February 27, 2010 | 3 Comments

Dating as it is, is a delicate issue which needs to be handled with care. It becomes even more complicated when there are children involved. Many people think twice about dating someone who has children and many singles with children are slightly nervous in starting a new relationship. Dating a person with children could end in a very long-lasting relationship. However you have to tread very cautiously, taking care in every step so that the children are not hurt. Surely the presence of children do complicate matters, but it does not mean that the relationship is doomed.

When you meet the children of the person you are dating is the most critical factor in the relationship. It is not essential to meet the children on the first date. in fact, it is not advisable, as the future of the relationship is still uncertain at this stage. It is important though for the person to admit that he or she has children but you must give each other enough time, before you meet the kids.

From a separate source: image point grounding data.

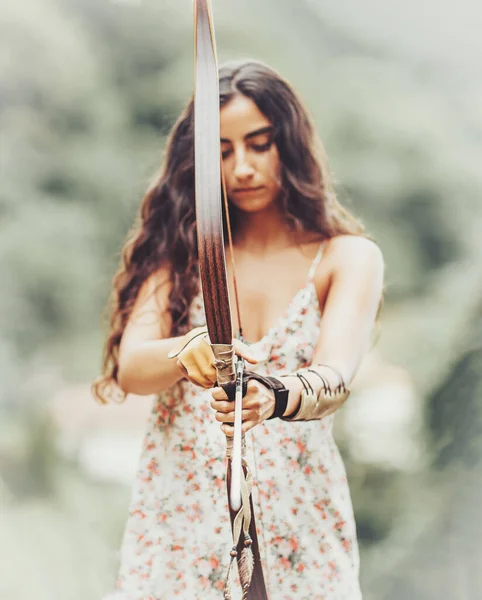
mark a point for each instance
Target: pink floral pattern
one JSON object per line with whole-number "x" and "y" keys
{"x": 178, "y": 536}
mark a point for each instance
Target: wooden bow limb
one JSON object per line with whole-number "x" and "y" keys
{"x": 212, "y": 268}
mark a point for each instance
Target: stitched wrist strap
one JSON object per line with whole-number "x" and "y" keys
{"x": 272, "y": 383}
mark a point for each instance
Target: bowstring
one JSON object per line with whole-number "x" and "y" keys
{"x": 239, "y": 334}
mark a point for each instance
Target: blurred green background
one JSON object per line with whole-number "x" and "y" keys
{"x": 88, "y": 92}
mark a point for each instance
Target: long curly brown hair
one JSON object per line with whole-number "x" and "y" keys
{"x": 165, "y": 232}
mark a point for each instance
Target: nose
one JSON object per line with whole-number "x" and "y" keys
{"x": 243, "y": 169}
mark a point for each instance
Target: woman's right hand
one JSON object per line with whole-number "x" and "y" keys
{"x": 195, "y": 357}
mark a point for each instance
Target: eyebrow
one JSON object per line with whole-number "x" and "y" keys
{"x": 252, "y": 134}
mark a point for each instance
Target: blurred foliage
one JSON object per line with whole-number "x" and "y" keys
{"x": 88, "y": 91}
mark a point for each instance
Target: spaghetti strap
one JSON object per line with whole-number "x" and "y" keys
{"x": 316, "y": 261}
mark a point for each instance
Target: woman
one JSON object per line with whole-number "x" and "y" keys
{"x": 310, "y": 284}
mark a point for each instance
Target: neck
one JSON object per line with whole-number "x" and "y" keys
{"x": 262, "y": 232}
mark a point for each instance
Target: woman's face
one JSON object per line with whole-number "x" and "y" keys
{"x": 251, "y": 161}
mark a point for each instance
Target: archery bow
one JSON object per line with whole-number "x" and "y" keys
{"x": 212, "y": 267}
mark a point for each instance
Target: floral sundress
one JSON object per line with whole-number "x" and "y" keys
{"x": 178, "y": 534}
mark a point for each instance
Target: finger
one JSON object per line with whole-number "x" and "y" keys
{"x": 195, "y": 375}
{"x": 241, "y": 349}
{"x": 224, "y": 417}
{"x": 228, "y": 417}
{"x": 219, "y": 394}
{"x": 222, "y": 406}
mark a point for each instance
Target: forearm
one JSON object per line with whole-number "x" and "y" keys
{"x": 317, "y": 378}
{"x": 145, "y": 368}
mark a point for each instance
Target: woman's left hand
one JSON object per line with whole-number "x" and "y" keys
{"x": 258, "y": 405}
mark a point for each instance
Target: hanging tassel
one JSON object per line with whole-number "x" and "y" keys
{"x": 246, "y": 565}
{"x": 227, "y": 581}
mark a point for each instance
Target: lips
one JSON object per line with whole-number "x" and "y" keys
{"x": 248, "y": 190}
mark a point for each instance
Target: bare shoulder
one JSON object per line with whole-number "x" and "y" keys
{"x": 346, "y": 252}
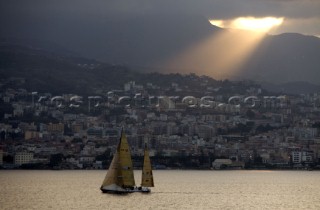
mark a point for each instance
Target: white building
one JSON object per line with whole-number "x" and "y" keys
{"x": 301, "y": 156}
{"x": 23, "y": 158}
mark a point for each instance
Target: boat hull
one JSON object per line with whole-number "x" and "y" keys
{"x": 126, "y": 191}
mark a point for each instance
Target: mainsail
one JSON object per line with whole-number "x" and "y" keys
{"x": 147, "y": 177}
{"x": 120, "y": 173}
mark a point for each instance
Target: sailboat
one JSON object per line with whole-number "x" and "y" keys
{"x": 120, "y": 176}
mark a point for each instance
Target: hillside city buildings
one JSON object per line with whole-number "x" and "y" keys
{"x": 183, "y": 127}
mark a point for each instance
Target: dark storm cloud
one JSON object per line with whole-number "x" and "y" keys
{"x": 15, "y": 12}
{"x": 212, "y": 8}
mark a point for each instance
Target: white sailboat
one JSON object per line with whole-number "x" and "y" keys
{"x": 120, "y": 176}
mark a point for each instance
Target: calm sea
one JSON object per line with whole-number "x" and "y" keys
{"x": 175, "y": 189}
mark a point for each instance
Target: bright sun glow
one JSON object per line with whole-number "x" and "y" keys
{"x": 250, "y": 23}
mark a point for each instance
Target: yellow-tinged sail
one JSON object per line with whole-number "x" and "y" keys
{"x": 120, "y": 172}
{"x": 112, "y": 175}
{"x": 147, "y": 176}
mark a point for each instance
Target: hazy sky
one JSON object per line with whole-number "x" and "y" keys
{"x": 302, "y": 16}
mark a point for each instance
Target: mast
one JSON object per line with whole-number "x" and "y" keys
{"x": 126, "y": 167}
{"x": 147, "y": 176}
{"x": 120, "y": 172}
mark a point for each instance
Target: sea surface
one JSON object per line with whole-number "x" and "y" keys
{"x": 174, "y": 189}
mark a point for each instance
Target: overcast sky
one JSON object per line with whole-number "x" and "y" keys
{"x": 302, "y": 16}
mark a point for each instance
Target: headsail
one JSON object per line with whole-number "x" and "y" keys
{"x": 147, "y": 176}
{"x": 120, "y": 172}
{"x": 126, "y": 167}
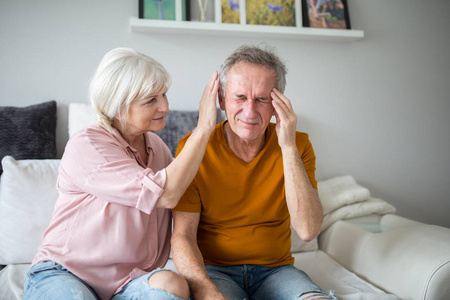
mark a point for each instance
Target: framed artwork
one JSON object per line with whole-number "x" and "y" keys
{"x": 270, "y": 12}
{"x": 230, "y": 11}
{"x": 326, "y": 14}
{"x": 163, "y": 9}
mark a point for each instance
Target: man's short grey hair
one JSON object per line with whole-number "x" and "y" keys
{"x": 255, "y": 55}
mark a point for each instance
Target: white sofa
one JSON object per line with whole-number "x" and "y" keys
{"x": 365, "y": 251}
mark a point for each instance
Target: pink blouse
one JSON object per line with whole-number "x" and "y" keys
{"x": 105, "y": 227}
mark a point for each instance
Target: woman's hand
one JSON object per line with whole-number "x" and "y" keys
{"x": 286, "y": 119}
{"x": 208, "y": 107}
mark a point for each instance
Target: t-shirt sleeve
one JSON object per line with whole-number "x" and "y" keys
{"x": 306, "y": 152}
{"x": 190, "y": 201}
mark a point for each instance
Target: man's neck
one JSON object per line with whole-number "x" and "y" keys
{"x": 245, "y": 150}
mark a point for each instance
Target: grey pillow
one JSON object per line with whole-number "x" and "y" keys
{"x": 178, "y": 124}
{"x": 28, "y": 132}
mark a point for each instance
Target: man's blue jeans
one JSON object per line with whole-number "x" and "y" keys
{"x": 261, "y": 283}
{"x": 48, "y": 280}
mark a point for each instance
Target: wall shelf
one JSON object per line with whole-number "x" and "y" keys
{"x": 238, "y": 30}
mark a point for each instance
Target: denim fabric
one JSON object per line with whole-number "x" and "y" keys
{"x": 49, "y": 280}
{"x": 261, "y": 283}
{"x": 138, "y": 289}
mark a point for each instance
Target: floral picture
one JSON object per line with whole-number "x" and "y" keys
{"x": 271, "y": 12}
{"x": 230, "y": 11}
{"x": 326, "y": 14}
{"x": 159, "y": 9}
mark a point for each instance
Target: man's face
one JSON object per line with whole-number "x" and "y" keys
{"x": 247, "y": 103}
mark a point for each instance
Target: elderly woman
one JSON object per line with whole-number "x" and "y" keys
{"x": 110, "y": 231}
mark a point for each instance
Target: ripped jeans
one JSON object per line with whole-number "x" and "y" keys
{"x": 245, "y": 282}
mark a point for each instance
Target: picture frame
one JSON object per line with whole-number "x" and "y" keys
{"x": 174, "y": 10}
{"x": 271, "y": 12}
{"x": 331, "y": 14}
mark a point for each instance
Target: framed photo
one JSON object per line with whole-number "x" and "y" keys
{"x": 326, "y": 14}
{"x": 164, "y": 10}
{"x": 270, "y": 12}
{"x": 230, "y": 11}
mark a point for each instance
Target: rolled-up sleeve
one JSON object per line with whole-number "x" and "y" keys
{"x": 150, "y": 189}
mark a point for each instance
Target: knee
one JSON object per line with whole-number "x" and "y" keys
{"x": 170, "y": 282}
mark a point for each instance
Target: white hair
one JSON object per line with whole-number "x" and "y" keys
{"x": 124, "y": 75}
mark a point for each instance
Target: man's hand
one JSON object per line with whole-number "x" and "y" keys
{"x": 286, "y": 119}
{"x": 213, "y": 295}
{"x": 208, "y": 107}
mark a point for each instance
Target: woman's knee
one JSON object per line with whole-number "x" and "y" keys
{"x": 170, "y": 282}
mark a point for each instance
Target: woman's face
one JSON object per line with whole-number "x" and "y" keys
{"x": 147, "y": 114}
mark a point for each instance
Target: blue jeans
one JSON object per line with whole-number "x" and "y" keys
{"x": 260, "y": 283}
{"x": 48, "y": 280}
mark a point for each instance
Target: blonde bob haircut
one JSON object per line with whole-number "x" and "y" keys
{"x": 123, "y": 76}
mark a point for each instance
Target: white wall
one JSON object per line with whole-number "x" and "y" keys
{"x": 376, "y": 108}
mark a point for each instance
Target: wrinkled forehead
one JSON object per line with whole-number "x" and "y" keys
{"x": 250, "y": 77}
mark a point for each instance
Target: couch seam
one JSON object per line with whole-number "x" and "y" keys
{"x": 431, "y": 277}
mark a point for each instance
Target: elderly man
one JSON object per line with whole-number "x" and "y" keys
{"x": 231, "y": 236}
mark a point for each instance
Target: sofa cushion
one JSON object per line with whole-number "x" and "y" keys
{"x": 178, "y": 123}
{"x": 27, "y": 197}
{"x": 28, "y": 132}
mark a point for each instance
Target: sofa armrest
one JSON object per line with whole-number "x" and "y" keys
{"x": 403, "y": 257}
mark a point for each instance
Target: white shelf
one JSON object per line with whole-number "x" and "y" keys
{"x": 253, "y": 31}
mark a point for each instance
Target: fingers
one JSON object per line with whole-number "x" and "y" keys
{"x": 212, "y": 82}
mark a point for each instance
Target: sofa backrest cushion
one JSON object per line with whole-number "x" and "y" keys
{"x": 27, "y": 197}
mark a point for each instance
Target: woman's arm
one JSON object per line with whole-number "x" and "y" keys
{"x": 182, "y": 170}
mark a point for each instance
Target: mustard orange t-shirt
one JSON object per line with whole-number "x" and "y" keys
{"x": 244, "y": 216}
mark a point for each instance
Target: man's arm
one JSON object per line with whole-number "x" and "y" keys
{"x": 302, "y": 198}
{"x": 188, "y": 258}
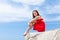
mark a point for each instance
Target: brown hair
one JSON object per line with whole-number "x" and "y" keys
{"x": 37, "y": 13}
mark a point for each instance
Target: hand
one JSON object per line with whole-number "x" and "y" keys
{"x": 25, "y": 34}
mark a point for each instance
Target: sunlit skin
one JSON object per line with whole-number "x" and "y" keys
{"x": 31, "y": 23}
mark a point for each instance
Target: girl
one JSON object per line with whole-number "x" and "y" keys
{"x": 37, "y": 23}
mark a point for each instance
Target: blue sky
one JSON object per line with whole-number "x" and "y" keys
{"x": 15, "y": 15}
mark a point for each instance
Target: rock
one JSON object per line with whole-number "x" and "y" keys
{"x": 47, "y": 35}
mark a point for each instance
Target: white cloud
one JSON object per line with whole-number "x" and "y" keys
{"x": 53, "y": 9}
{"x": 30, "y": 2}
{"x": 52, "y": 19}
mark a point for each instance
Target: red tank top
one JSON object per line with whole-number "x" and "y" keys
{"x": 39, "y": 25}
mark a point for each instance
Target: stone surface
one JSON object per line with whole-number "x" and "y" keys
{"x": 47, "y": 35}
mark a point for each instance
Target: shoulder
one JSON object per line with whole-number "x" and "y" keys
{"x": 38, "y": 16}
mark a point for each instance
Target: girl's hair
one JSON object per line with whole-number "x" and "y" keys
{"x": 36, "y": 12}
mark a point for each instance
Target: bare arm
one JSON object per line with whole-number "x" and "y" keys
{"x": 31, "y": 23}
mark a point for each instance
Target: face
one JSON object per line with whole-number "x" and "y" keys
{"x": 34, "y": 13}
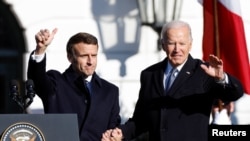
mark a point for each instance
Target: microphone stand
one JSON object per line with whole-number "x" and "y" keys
{"x": 23, "y": 101}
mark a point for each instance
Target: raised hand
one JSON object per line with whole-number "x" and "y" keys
{"x": 112, "y": 135}
{"x": 215, "y": 68}
{"x": 43, "y": 39}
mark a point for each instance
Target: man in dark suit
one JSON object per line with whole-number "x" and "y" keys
{"x": 95, "y": 102}
{"x": 180, "y": 112}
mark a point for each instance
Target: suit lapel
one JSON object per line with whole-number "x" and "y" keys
{"x": 159, "y": 76}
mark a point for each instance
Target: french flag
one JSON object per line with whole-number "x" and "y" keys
{"x": 224, "y": 36}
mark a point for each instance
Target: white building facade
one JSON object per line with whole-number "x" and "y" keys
{"x": 126, "y": 47}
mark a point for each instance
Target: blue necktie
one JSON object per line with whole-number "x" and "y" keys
{"x": 88, "y": 86}
{"x": 170, "y": 78}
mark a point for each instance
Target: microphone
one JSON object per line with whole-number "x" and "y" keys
{"x": 30, "y": 91}
{"x": 14, "y": 90}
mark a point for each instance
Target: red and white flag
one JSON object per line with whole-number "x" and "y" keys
{"x": 224, "y": 36}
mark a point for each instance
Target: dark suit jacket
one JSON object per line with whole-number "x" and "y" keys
{"x": 65, "y": 93}
{"x": 182, "y": 115}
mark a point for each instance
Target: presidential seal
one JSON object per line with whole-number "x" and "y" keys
{"x": 22, "y": 131}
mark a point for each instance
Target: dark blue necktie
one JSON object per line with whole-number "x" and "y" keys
{"x": 88, "y": 86}
{"x": 170, "y": 78}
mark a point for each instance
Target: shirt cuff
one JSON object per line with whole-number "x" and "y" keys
{"x": 224, "y": 81}
{"x": 37, "y": 58}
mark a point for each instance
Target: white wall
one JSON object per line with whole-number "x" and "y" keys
{"x": 125, "y": 48}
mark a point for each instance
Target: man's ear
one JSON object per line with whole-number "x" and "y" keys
{"x": 70, "y": 58}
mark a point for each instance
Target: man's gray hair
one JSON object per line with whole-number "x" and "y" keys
{"x": 175, "y": 24}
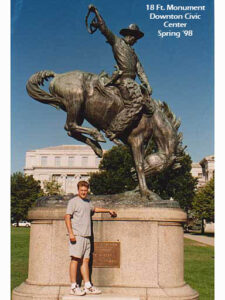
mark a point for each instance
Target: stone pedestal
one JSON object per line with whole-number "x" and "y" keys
{"x": 151, "y": 255}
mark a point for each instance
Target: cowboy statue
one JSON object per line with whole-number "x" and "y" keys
{"x": 136, "y": 97}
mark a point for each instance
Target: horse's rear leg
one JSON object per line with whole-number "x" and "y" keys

While it is true that the children play an important role in your partner’s life, you need a lot of time to think whether you want to be part of this scene and you want to take up the role of a parental figure in the children’s lives. If you have dated your partner long enough and are serious about continuing the relationship, then it is prudent to meet the partner’s children and get to know them.

While you don’t wish to be rushed and pushed into meeting the children during the early phase of your relationship, it also not too wise to postpone the meeting till its too late. For instance, if you decide to meet the children after you have taken a decision to marry the partner, meeting the children at this stage only throws them off gear. They will feel quite helpless at this stage, of meeting a new parent. Not only is meeting the children important, but the timing has to be perfect for doing so.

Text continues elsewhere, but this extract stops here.